Faraday Future announced on Sunday its intention to execute a one-for-three reverse stock split in a bid to comply with listing requirements. The move, set to take effect on February 29, will mark the company’s second reverse stock split in five months, following a series of challenges that led to a drastic decline in its market value last year.
On Friday, Faraday Future’s shares closed at $0.09, valuing the company at approximately $11 million. The decision to pursue a reverse stock split was prompted by a notice from the Nasdaq in December, warning of a potential delisting due to the company’s shares trading below the exchange’s $1 minimum price for 30 consecutive business days.
Faraday Future has faced significant hurdles, including production delays that have persisted for years. In the quarter ending in September, the company reported a loss of $78.05 million.
According to research firm Canalys, the growth rate of the global EV market is projected to slow to 27.1% this year, down from an estimated 29% in 2023. Faraday Future’s peer, EV firm Nikola, is also at risk of delisting, with its shares trading below $1, a stark contrast from its peak of $80 shortly after its public debut in June 2020.

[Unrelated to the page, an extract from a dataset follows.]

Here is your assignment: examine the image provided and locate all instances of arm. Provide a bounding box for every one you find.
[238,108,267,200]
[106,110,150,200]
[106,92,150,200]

CEO Matthias Aydt commented on Monday that the company is focusing on achieving cash flow breakeven rather than rapidly scaling production, a strategy aimed at avoiding the pitfalls experienced by many of its competitors.
These remarks come in the wake of forecasts from rivals Rivian Automotive and Lucid Group, both of which anticipate 2024 production levels below previous estimates, citing a slowdown in EV demand.